Steve Smith wrote at 04/05/2013 10:54 AM:
>  1. How do we define/recognize valid measures of evidence?
>  2. Is the current "exponential" growth in tech divergent or convergent?
> 
>  1. I have worked on several projects involving the formal management of
>     evidence and belief which makes me cynical when people suggest that
>     there is "one true form of evidence".   Most of it ended up off in
>     high dimensional pareto fronts with multiple measures of
>     confidence.  The underlying theory (much just beyond my grasp to
>     regurgitate) is based in variants of Dempster-Shaffer and Fuzzy
>     Sets/Intervals.   There is always a Bayesian in the crowd that
>     starts "Baying" (sorry) about how "Bayesian Methods are the *only*
>     thing anyone ever needs".  This specific example in statistics and
>     probability theory is but one.   Similarly, it took a long time for
>     anyone to accept far-from-equilibrium systems as being worth
>     studying simply because their tools didn't work there.   Like
>     looking for your lost keys under the streetlamp because the "light
>     is too bad in the alley where you dropped them".

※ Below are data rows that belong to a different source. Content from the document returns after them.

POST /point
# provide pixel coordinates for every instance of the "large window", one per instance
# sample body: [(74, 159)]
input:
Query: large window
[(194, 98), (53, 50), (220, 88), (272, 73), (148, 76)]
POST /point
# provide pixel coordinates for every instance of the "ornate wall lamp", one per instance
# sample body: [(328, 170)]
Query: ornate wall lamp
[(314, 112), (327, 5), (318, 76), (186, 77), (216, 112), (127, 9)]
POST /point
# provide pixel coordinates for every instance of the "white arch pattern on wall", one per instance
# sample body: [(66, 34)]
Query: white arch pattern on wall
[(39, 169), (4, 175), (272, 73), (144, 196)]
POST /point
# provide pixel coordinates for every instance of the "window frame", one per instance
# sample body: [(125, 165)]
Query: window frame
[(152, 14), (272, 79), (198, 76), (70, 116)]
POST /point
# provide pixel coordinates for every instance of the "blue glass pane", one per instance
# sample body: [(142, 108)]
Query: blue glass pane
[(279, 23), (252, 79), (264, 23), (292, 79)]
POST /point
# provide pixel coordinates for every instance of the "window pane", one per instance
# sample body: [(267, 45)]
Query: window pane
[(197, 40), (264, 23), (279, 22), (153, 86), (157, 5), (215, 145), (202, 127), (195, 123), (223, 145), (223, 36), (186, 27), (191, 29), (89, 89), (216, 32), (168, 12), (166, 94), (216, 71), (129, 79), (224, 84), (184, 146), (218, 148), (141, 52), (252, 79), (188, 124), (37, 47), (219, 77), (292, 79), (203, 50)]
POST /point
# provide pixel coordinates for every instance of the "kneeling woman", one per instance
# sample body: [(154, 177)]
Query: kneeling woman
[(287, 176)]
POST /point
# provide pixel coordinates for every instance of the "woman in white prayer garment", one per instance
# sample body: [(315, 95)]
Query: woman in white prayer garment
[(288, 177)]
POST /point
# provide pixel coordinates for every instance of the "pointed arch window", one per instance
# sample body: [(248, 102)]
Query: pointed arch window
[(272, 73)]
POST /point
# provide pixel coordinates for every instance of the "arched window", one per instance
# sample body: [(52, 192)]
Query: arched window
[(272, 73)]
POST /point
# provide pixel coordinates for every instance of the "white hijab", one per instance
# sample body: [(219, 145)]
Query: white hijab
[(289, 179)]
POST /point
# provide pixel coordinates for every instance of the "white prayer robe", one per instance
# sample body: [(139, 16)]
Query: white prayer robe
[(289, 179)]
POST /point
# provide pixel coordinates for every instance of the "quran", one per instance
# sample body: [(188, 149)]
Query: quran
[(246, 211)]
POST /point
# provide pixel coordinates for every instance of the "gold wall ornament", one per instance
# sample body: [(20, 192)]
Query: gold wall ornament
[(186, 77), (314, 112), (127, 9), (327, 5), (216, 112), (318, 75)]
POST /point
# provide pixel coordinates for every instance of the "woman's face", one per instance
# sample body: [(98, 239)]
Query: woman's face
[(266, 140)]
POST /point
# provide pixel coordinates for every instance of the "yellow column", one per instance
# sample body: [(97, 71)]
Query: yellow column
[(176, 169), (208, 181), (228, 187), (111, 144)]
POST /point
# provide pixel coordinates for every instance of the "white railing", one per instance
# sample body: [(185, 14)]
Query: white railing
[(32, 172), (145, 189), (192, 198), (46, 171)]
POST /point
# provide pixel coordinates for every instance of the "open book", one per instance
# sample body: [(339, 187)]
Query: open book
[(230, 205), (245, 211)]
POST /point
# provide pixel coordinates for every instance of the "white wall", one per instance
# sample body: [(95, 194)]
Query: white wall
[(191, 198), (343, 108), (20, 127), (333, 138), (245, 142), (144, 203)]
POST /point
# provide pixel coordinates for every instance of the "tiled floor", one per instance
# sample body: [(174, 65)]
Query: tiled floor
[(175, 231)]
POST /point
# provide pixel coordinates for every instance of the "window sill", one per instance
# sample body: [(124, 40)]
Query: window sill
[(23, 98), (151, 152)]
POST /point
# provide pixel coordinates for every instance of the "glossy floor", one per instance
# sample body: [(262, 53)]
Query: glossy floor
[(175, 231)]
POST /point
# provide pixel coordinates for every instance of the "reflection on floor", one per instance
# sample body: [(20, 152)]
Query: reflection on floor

Well, the first thing to cover is that the definition won't necessarily
be pre-statable.  In order for it to be an accurate measure, it will
have to evolve with the thing(s) being measured.

The second consideration is whatever you mean by "valid".  If I give you
the benefit of the doubt, I assume you mean "trustworthy" or
"credentialed" in some sense.  And, again, I'd settle that by tying
trustworthiness to the thing being measured.  I typically do this by
asking the participants in a domain whether any given measure of their
domain is acceptable/irritating.  Measures of local hacker spaces is a
good anecdote for me, lately.  With the growth of the maker community,
it's informative to ask various participants what they think of things
like techshop vs. dorkbot (or our local variants).

Both these suggest skepticism toward the _unification_ of validity or
trustworthiness.  Evidence boils down to a context-sensitive
aggregation, which is why Bayesian methods are so attractive.  But I'm
sure they aren't the only way to install context sensitivity.  Recently,
I've been trying to understand Feferman's "schematic axiom systems"
http://math.stanford.edu/~feferman/papers/godelnagel.pdf and how a
schema might be extracted from a formal system in such a way as to
provide provide reasoning structures that are sensitive to application.
 (My complete and embarrassing ignorance slows my progress, of course.)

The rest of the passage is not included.